Over the years Chris Beetles must have made the pencil-wielding fingers of Quentin Blake and Ronald Searle itch with a desire to draw him. He presents a vigorously compact figure, possesses a pair of appropriately beetling brows sheltering an extremely shrewd gaze and sports an unabashedly splendid set of bugger’s grips. Standing in the doorway of his gallery on Ryder Street in the heart of art-dealing London, both he and his collection are a world away from the smooth-talking, sharp-suited power-broking of Christie’s and Sotheby’s, the plush hush of Colnaghi.
The walls of the gallery bristle with pictures, hung to fill every possible available space from floor to ceiling. Rowlandson rubs along happily with Brabazon, Edward Lear with Mervyn Peake, Quentin Blake with Ronald Searle. Large blue folders labelled alphabetically lie on shelves, filled with more treasures from Ardizzone to Zinkeisen. The order and profusion betray a certain element of obsessive hunter-gathering. I wondered how early on in life he had been bitten by the collecting bug.
‘Pretty early on. I was the sort of boy who, if I got something, anything — a marble, a cigar band — I’d want to start collecting until I had all the different colours and varieties I could find. It wasn’t because I had an unhappy childhood; some people are just natural collectors and I certainly fell into that category.’

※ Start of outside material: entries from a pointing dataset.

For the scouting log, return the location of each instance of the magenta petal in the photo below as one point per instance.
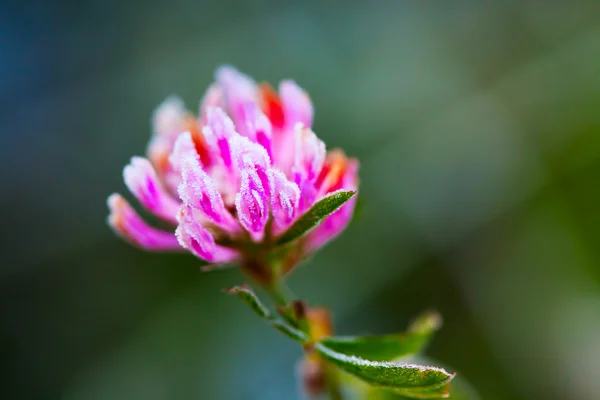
(142, 181)
(169, 117)
(129, 225)
(184, 148)
(212, 98)
(309, 155)
(197, 190)
(297, 106)
(248, 153)
(258, 127)
(252, 203)
(197, 239)
(285, 198)
(239, 90)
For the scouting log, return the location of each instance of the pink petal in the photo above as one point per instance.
(142, 181)
(309, 155)
(334, 224)
(169, 117)
(252, 202)
(198, 191)
(297, 106)
(239, 90)
(127, 223)
(218, 133)
(197, 239)
(258, 127)
(247, 153)
(285, 198)
(213, 98)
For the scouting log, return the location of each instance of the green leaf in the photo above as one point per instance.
(247, 296)
(389, 347)
(313, 217)
(416, 381)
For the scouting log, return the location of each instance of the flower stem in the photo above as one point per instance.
(280, 293)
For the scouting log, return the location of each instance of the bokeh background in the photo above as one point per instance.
(478, 128)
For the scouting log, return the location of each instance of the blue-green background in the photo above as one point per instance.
(477, 124)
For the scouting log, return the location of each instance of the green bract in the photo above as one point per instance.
(313, 217)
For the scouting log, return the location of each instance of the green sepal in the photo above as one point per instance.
(313, 217)
(389, 347)
(411, 380)
(249, 298)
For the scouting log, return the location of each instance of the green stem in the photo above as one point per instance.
(333, 385)
(280, 293)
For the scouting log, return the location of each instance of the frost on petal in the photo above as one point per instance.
(142, 181)
(238, 90)
(258, 127)
(218, 132)
(297, 106)
(197, 239)
(247, 153)
(168, 120)
(184, 148)
(335, 173)
(252, 203)
(213, 98)
(198, 191)
(285, 197)
(309, 155)
(129, 225)
(169, 117)
(271, 105)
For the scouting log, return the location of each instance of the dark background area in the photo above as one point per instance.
(478, 129)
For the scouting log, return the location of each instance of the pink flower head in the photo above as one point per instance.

Collecting pictures, however, came later, after he had studied medicine and qualified as a GP. ‘I moved to London to take up my first job and needed some furniture for the flat I was renting. There was a place where you could pick up all sorts of things for very little money so I bought a whole lot of rather dreadful second-hand stuff — rattan chairs and that sort of thing — and then I saw a couple of pictures and thought that I might as well put something on the walls while I was about it. That started me off. I became fascinated by pictures that tell you something about the social and domestic history of this country, the sort of pictures that thousands of people possess and that have real value despite the fact that, at the time, you could buy them for next to nothing. Even now they’re undervalued.’
So it was English watercolours that were his first love and he set out to learn everything he could about them. He read every word there was to read on the subject, he visited galleries and museums all over the country, persuading curators to let him look at pictures that weren’t on display, looking ‘fairly rough with my beatnik hair and my sideburns’ as he craned over padded brass rails placed in front of pictures and ignored the supercilious attitudes he frequently encountered. ‘I don’t have much respect for the trade,’ he admits, ‘because the trade never had much respect for me. People in auction houses particularly would hardly give me the time of day. There was a way of speaking many of them had, prefacing every remark with a sort of half-sneer. “Nyerm-have you got an appointment? Nyerm-is he expecting you?” Needless to say it was quite pleasing when those people started coming to me for my so-called expert opinion.’
Beetles worked as a GP for 14 years while, alongside the day job, amassing a collection, beginning to deal in pictures and every now and again, for light relief, writing television scripts (highlights included Doctor on the Go and The Secret Policeman’s Ball). Eventually he realised that it might be beneficial to focus his considerable energies and decided to concentrate on pictures. Beyond watercolours he has promoted the work of numerous illustrators, cartoonists and photographers, the last proving so successful that he has opened a second gallery devoted to photography.
He is passionately opposed to the stuffy, reverential atmosphere that can still scare people away from galleries and hates the fact that the pictures on view in this country are the tip of the iceberg, with thousands tucked away in vaults and hardly ever seen by the public. As a result, his gallery is both a warm and welcoming place with frequent parties held to launch exhibitions, and a place where the pictures are constantly on the move, ensuring that everything gets an airing. His pricing is keenly competitive and you can look up the entire stock on his website, check out the costs and even buy online if you prefer to forego the pleasure of purchasing in person. ‘I like talking to people about pictures,’ he says. He also likes writing about them and publishes a stream of beautifully illustrated catalogues to accompany his exhibitions. ‘If people can’t afford to buy a drawing or a photograph, they can at least buy a catalogue with really good reproductions.’
The Beetles zeal for letting people see the work he collects and sells means that the gallery has almost become an extension to courses on offer at art schools. Students come in to look through the vast collection of pictures — ‘I’ve probably got enough to carry on holding selling exhibitions for ten years without buying anything new’ — and while some of them are ‘bored rigid and only turn up because they have to, others are really bright-eyed and eager’. He’s good at offering employment to the bright-eyed and eager ones, who find it invaluable experience, but there’s no room for slackers. Although he doesn’t expect the same of all his staff, he himself is at work each morning by 7 a.m. He also has a flair for publicity — at a recent show of Cecil Beaton photographs he orchestrated a marvellous series of photographs of members of his team ascending a spiral staircase holding framed pictures over their heads, displaying the images to perfect advantage.
The chief characteristics of the pictures and artists that appeal to Chris Beetles are the same as he so abundantly possesses himself: a vital engagement with life, a sharply observant eye and a keen wit.